Show correlations as an ordered list, not as a large matrix
I've a data frame with 100+ columns. cor() returns remarkably quickly, but tells me far too much, especially as most columns are not correlated. I'd like it to just tell me column pairs and their correlation, ideally ordered.

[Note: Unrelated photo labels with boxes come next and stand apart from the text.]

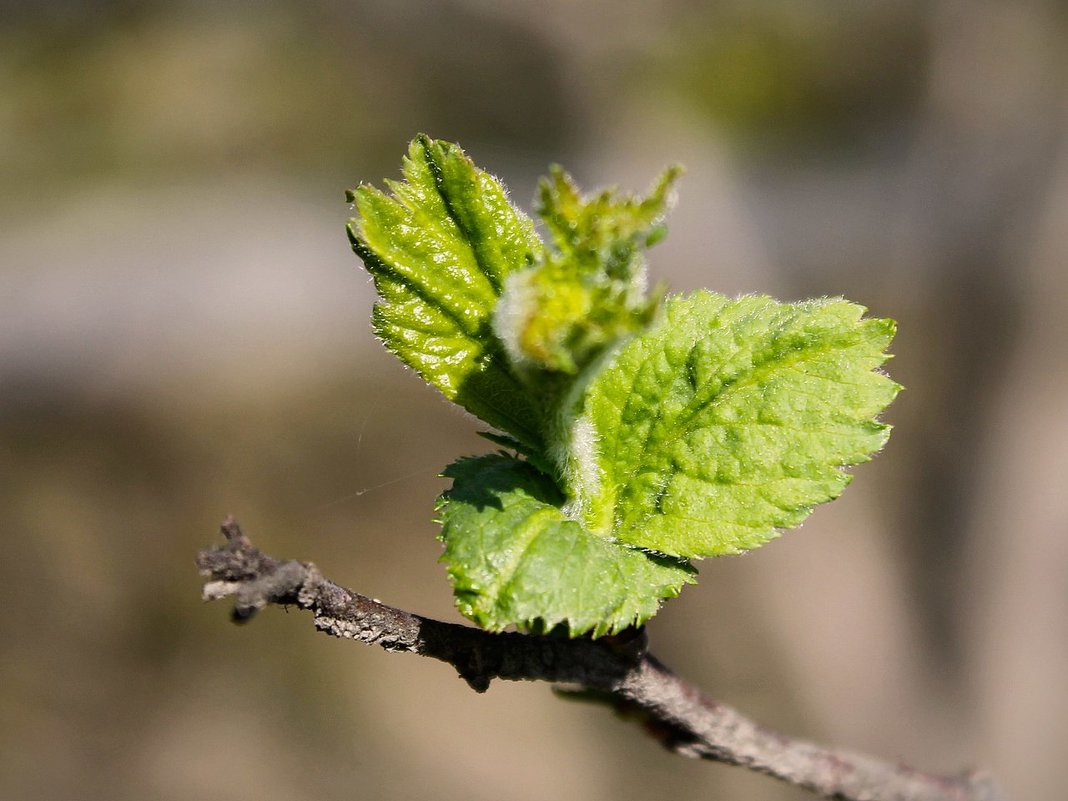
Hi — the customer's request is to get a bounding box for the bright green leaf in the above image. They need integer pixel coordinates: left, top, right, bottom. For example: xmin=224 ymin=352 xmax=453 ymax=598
xmin=493 ymin=167 xmax=679 ymax=380
xmin=439 ymin=455 xmax=694 ymax=637
xmin=349 ymin=136 xmax=543 ymax=447
xmin=569 ymin=292 xmax=899 ymax=557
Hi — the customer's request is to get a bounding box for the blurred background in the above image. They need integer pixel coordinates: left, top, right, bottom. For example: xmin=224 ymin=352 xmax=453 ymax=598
xmin=0 ymin=0 xmax=1068 ymax=801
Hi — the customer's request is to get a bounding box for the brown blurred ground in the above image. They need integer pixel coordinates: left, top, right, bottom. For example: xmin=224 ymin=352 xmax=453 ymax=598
xmin=0 ymin=0 xmax=1068 ymax=801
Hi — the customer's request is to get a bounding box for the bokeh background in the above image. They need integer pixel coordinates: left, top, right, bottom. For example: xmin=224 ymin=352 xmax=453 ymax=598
xmin=0 ymin=0 xmax=1068 ymax=801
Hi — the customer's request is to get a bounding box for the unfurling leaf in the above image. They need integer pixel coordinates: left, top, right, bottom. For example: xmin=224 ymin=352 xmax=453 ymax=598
xmin=349 ymin=137 xmax=900 ymax=637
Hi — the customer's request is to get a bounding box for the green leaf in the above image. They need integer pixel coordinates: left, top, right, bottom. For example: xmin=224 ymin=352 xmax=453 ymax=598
xmin=348 ymin=136 xmax=543 ymax=447
xmin=439 ymin=455 xmax=694 ymax=637
xmin=568 ymin=292 xmax=900 ymax=559
xmin=493 ymin=167 xmax=680 ymax=375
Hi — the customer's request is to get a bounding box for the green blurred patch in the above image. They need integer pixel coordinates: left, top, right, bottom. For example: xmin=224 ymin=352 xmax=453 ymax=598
xmin=658 ymin=2 xmax=927 ymax=154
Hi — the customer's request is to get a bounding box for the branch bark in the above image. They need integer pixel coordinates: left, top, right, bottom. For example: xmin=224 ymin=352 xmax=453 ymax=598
xmin=197 ymin=518 xmax=1006 ymax=801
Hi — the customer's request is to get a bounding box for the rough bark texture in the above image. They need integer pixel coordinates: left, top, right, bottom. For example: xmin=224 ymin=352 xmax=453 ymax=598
xmin=197 ymin=519 xmax=1005 ymax=801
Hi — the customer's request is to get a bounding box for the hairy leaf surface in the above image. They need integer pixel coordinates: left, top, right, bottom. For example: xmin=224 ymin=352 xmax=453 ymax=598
xmin=572 ymin=292 xmax=900 ymax=557
xmin=349 ymin=137 xmax=543 ymax=446
xmin=439 ymin=455 xmax=694 ymax=637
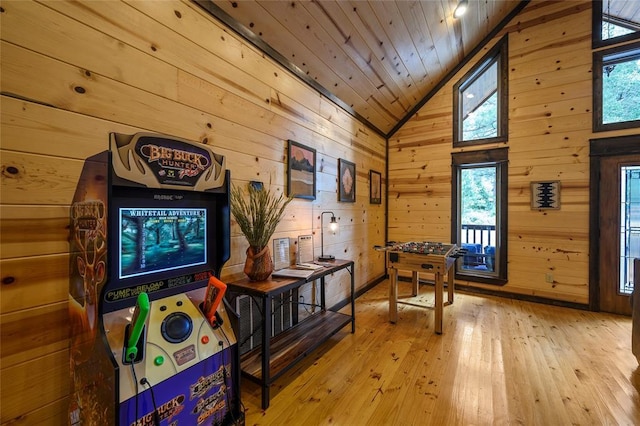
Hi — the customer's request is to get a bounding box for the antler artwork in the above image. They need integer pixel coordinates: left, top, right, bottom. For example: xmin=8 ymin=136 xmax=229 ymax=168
xmin=69 ymin=205 xmax=107 ymax=364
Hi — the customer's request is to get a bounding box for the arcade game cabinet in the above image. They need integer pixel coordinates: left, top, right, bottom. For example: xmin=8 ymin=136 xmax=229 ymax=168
xmin=69 ymin=133 xmax=244 ymax=426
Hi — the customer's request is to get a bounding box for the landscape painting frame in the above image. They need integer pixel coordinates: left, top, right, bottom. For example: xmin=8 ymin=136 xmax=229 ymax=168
xmin=287 ymin=140 xmax=316 ymax=200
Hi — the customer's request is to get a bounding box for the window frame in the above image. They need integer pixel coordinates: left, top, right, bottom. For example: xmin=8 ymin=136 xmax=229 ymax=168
xmin=453 ymin=34 xmax=509 ymax=148
xmin=592 ymin=41 xmax=640 ymax=132
xmin=451 ymin=148 xmax=509 ymax=285
xmin=591 ymin=0 xmax=640 ymax=49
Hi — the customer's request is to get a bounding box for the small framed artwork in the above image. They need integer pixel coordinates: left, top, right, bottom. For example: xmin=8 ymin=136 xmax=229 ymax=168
xmin=531 ymin=180 xmax=560 ymax=210
xmin=369 ymin=170 xmax=382 ymax=204
xmin=338 ymin=158 xmax=356 ymax=203
xmin=287 ymin=140 xmax=316 ymax=200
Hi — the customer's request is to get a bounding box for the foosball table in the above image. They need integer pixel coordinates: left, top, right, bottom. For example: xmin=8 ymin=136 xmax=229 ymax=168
xmin=376 ymin=242 xmax=465 ymax=334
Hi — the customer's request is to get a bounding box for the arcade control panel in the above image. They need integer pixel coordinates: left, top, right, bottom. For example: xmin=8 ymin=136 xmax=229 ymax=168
xmin=104 ymin=288 xmax=236 ymax=402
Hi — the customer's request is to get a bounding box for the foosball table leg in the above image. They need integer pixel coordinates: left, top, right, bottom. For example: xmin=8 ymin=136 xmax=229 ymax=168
xmin=389 ymin=268 xmax=398 ymax=324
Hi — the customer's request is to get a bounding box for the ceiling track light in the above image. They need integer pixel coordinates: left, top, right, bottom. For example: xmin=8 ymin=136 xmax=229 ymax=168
xmin=453 ymin=0 xmax=469 ymax=19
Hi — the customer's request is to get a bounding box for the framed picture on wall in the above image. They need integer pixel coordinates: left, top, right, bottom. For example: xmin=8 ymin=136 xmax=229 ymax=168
xmin=531 ymin=180 xmax=560 ymax=210
xmin=369 ymin=170 xmax=382 ymax=204
xmin=338 ymin=158 xmax=356 ymax=203
xmin=287 ymin=140 xmax=316 ymax=200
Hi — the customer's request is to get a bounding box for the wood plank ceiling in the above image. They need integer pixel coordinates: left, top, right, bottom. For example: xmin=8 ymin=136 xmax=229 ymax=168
xmin=196 ymin=0 xmax=527 ymax=137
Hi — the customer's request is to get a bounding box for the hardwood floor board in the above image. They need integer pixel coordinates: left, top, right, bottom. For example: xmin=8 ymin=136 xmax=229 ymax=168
xmin=242 ymin=281 xmax=640 ymax=426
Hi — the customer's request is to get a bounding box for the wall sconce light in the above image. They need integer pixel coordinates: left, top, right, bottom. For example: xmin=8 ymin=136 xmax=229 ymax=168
xmin=453 ymin=0 xmax=469 ymax=19
xmin=318 ymin=212 xmax=338 ymax=262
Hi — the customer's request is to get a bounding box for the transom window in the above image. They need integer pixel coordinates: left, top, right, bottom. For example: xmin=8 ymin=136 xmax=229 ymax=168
xmin=453 ymin=36 xmax=509 ymax=146
xmin=593 ymin=0 xmax=640 ymax=48
xmin=593 ymin=42 xmax=640 ymax=131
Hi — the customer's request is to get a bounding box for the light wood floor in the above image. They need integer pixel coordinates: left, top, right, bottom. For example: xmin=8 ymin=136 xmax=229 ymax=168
xmin=242 ymin=281 xmax=640 ymax=426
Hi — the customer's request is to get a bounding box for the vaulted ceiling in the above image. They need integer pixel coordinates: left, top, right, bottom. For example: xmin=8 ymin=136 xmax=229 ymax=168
xmin=196 ymin=0 xmax=528 ymax=136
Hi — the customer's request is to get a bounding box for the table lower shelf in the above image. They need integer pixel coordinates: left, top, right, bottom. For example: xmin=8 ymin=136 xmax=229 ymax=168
xmin=240 ymin=311 xmax=352 ymax=384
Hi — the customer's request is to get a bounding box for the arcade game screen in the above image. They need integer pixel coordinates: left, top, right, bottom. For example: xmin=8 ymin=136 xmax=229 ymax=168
xmin=118 ymin=208 xmax=207 ymax=279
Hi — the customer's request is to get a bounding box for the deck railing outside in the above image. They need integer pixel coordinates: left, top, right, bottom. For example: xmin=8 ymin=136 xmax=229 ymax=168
xmin=460 ymin=224 xmax=496 ymax=271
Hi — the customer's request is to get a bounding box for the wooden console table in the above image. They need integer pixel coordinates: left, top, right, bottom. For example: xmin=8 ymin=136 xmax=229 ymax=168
xmin=227 ymin=259 xmax=356 ymax=409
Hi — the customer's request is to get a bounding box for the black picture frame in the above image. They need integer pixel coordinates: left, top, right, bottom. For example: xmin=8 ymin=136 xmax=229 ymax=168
xmin=287 ymin=140 xmax=316 ymax=200
xmin=369 ymin=170 xmax=382 ymax=204
xmin=338 ymin=158 xmax=356 ymax=203
xmin=531 ymin=180 xmax=561 ymax=210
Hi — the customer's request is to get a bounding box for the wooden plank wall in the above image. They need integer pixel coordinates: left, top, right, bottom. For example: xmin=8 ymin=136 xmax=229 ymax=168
xmin=388 ymin=1 xmax=637 ymax=304
xmin=0 ymin=1 xmax=386 ymax=425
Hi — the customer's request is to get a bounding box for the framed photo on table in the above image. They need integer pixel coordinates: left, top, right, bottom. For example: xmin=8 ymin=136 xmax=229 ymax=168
xmin=338 ymin=158 xmax=356 ymax=203
xmin=369 ymin=170 xmax=382 ymax=204
xmin=287 ymin=140 xmax=316 ymax=200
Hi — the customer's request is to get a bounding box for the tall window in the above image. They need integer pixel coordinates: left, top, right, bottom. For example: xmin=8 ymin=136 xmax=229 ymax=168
xmin=451 ymin=148 xmax=508 ymax=284
xmin=593 ymin=42 xmax=640 ymax=131
xmin=453 ymin=36 xmax=509 ymax=146
xmin=618 ymin=166 xmax=640 ymax=294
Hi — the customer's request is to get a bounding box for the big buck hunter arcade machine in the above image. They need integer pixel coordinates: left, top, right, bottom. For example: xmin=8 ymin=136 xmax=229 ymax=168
xmin=69 ymin=133 xmax=244 ymax=426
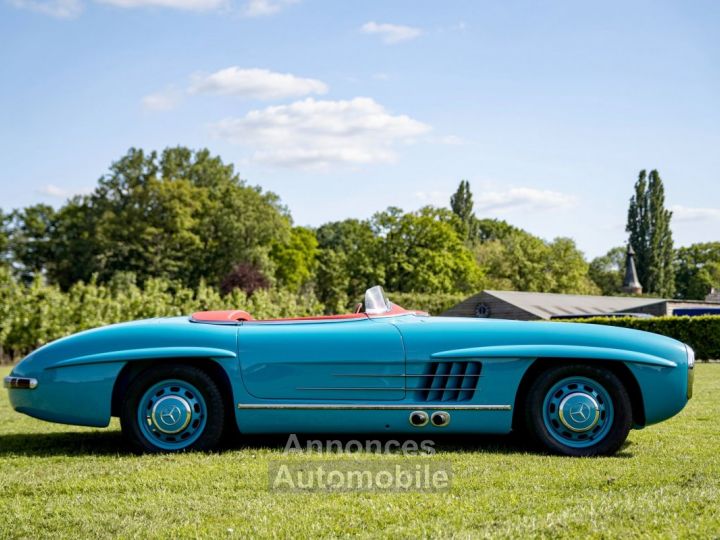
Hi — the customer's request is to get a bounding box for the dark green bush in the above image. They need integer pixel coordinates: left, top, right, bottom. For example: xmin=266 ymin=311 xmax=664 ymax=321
xmin=563 ymin=315 xmax=720 ymax=360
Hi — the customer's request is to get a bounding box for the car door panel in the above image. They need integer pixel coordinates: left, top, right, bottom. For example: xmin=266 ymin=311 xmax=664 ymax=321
xmin=238 ymin=319 xmax=405 ymax=401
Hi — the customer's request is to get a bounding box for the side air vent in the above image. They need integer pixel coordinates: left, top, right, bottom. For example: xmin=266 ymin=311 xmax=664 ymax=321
xmin=415 ymin=362 xmax=482 ymax=401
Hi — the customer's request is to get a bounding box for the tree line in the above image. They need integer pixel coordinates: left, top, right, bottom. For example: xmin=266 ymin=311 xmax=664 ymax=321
xmin=0 ymin=147 xmax=720 ymax=313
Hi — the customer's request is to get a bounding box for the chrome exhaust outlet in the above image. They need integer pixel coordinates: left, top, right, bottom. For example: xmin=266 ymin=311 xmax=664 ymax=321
xmin=430 ymin=411 xmax=450 ymax=427
xmin=408 ymin=411 xmax=430 ymax=427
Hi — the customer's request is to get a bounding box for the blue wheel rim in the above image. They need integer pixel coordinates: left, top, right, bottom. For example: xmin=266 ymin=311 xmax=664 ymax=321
xmin=137 ymin=379 xmax=207 ymax=450
xmin=543 ymin=377 xmax=614 ymax=448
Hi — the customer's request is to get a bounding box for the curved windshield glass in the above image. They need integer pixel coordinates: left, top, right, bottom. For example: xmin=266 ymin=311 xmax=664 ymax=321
xmin=365 ymin=285 xmax=390 ymax=314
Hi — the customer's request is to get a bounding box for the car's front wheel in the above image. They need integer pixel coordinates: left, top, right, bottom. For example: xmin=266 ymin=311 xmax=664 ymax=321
xmin=525 ymin=364 xmax=632 ymax=456
xmin=120 ymin=365 xmax=225 ymax=452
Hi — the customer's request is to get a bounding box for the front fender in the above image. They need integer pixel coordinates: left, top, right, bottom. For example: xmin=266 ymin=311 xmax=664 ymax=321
xmin=47 ymin=347 xmax=237 ymax=369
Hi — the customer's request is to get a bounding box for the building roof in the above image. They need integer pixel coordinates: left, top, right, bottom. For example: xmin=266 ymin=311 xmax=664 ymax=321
xmin=484 ymin=291 xmax=667 ymax=319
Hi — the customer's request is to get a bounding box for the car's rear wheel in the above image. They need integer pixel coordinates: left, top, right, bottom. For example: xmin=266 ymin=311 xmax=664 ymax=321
xmin=120 ymin=366 xmax=225 ymax=452
xmin=525 ymin=364 xmax=632 ymax=456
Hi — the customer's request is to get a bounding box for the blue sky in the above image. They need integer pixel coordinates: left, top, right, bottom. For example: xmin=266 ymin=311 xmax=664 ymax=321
xmin=0 ymin=0 xmax=720 ymax=257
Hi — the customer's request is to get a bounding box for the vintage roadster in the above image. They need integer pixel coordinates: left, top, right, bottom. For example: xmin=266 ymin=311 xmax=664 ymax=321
xmin=4 ymin=287 xmax=694 ymax=456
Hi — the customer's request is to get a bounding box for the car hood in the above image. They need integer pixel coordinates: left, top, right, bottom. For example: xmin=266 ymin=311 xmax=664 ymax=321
xmin=13 ymin=317 xmax=236 ymax=376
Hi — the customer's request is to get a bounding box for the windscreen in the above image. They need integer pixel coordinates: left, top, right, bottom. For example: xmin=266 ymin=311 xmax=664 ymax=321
xmin=365 ymin=285 xmax=390 ymax=314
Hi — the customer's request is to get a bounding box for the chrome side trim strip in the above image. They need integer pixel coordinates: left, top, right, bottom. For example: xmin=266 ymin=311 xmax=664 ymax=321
xmin=295 ymin=386 xmax=405 ymax=392
xmin=3 ymin=376 xmax=38 ymax=390
xmin=238 ymin=403 xmax=512 ymax=411
xmin=333 ymin=373 xmax=482 ymax=378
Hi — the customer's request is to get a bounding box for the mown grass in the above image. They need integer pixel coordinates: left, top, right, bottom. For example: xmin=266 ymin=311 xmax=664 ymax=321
xmin=0 ymin=364 xmax=720 ymax=538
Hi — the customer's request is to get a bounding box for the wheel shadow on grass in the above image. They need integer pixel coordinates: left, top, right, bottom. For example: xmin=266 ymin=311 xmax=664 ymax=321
xmin=0 ymin=430 xmax=131 ymax=457
xmin=0 ymin=430 xmax=633 ymax=458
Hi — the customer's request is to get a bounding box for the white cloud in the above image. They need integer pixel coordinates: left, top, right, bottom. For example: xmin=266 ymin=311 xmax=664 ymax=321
xmin=211 ymin=97 xmax=430 ymax=168
xmin=189 ymin=66 xmax=328 ymax=99
xmin=437 ymin=135 xmax=465 ymax=146
xmin=97 ymin=0 xmax=222 ymax=11
xmin=37 ymin=184 xmax=92 ymax=199
xmin=475 ymin=187 xmax=575 ymax=211
xmin=360 ymin=21 xmax=422 ymax=45
xmin=243 ymin=0 xmax=298 ymax=17
xmin=142 ymin=87 xmax=182 ymax=111
xmin=671 ymin=205 xmax=720 ymax=221
xmin=10 ymin=0 xmax=83 ymax=19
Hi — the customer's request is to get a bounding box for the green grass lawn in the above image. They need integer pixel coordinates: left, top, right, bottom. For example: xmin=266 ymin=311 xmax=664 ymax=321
xmin=0 ymin=364 xmax=720 ymax=538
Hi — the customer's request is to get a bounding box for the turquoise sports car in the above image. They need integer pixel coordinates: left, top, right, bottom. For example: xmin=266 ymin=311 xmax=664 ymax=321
xmin=4 ymin=287 xmax=695 ymax=456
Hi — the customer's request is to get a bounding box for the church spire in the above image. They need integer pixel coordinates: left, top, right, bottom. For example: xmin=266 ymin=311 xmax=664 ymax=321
xmin=623 ymin=244 xmax=642 ymax=294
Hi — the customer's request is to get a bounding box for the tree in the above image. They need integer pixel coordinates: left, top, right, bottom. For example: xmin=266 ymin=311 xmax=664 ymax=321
xmin=8 ymin=204 xmax=55 ymax=283
xmin=475 ymin=229 xmax=599 ymax=294
xmin=450 ymin=180 xmax=478 ymax=243
xmin=40 ymin=147 xmax=290 ymax=289
xmin=316 ymin=219 xmax=385 ymax=312
xmin=270 ymin=227 xmax=318 ymax=292
xmin=675 ymin=242 xmax=720 ymax=300
xmin=373 ymin=208 xmax=482 ymax=293
xmin=626 ymin=170 xmax=675 ymax=298
xmin=0 ymin=209 xmax=10 ymax=268
xmin=220 ymin=263 xmax=270 ymax=295
xmin=588 ymin=246 xmax=627 ymax=295
xmin=450 ymin=180 xmax=473 ymax=223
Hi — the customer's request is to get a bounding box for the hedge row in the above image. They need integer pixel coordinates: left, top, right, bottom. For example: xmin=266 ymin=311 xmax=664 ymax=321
xmin=561 ymin=315 xmax=720 ymax=360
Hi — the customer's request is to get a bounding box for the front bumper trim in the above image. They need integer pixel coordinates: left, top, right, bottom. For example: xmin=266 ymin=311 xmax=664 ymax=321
xmin=3 ymin=375 xmax=38 ymax=390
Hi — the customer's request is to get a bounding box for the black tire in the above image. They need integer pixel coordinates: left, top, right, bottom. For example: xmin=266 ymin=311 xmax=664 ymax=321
xmin=120 ymin=365 xmax=225 ymax=453
xmin=523 ymin=364 xmax=632 ymax=457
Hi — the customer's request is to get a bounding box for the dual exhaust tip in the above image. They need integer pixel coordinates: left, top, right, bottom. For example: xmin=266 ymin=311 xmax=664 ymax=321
xmin=408 ymin=411 xmax=450 ymax=427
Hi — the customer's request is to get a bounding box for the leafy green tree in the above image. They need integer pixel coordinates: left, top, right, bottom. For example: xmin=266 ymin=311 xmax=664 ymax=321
xmin=626 ymin=170 xmax=675 ymax=298
xmin=42 ymin=147 xmax=290 ymax=289
xmin=270 ymin=227 xmax=319 ymax=291
xmin=315 ymin=219 xmax=385 ymax=312
xmin=475 ymin=218 xmax=524 ymax=242
xmin=588 ymin=246 xmax=626 ymax=295
xmin=0 ymin=209 xmax=10 ymax=267
xmin=373 ymin=208 xmax=482 ymax=293
xmin=675 ymin=242 xmax=720 ymax=300
xmin=475 ymin=230 xmax=599 ymax=294
xmin=450 ymin=180 xmax=474 ymax=223
xmin=8 ymin=204 xmax=55 ymax=282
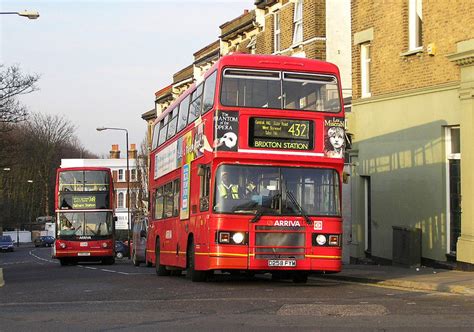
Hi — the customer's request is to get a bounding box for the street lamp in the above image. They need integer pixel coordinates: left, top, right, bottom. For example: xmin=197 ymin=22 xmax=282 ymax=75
xmin=96 ymin=127 xmax=131 ymax=259
xmin=0 ymin=167 xmax=11 ymax=233
xmin=0 ymin=10 xmax=39 ymax=20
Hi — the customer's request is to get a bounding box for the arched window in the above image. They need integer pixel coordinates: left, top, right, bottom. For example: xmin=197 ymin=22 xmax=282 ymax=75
xmin=117 ymin=193 xmax=125 ymax=208
xmin=130 ymin=192 xmax=137 ymax=208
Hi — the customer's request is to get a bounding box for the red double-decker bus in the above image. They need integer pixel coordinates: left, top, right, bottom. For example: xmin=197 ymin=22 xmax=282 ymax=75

In case that doesn't make sense here is an artificial example:
df = data.frame(a=1:10,b=20:11*20:11,c=runif(10),d=runif(10),e=runif(10)*1:10)
z = cor(df)
z looks like this:
a b c d e
a 1.0000000 -0.9966867 -0.38925240 -0.35142452 0.2594220
b -0.9966867 1.0000000 0.40266637 0.35896626 -0.2859906
c -0.3892524 0.4026664 1.00000000 0.03958307 0.1781210
d -0.3514245 0.3589663 0.03958307 1.00000000 -0.3901608
e 0.2594220 -0.2859906 0.17812098 -0.39016080 1.0000000
What I'm looking for is a function that will instead tell me:
a:b -0.9966867
b:c 0.4026664
d:e -0.39016080
a:c -0.3892524
b:d 0.3589663
a:d -0.3514245
b:e -0.2859906
a:e 0.2594220
c:e 0.17812098
c:d 0.03958307
I have a crude way to get rid of some of the noise:
z[abs(z)<0.5]=0
then scan looking for non-zero values. But it is far inferior to the desired output above.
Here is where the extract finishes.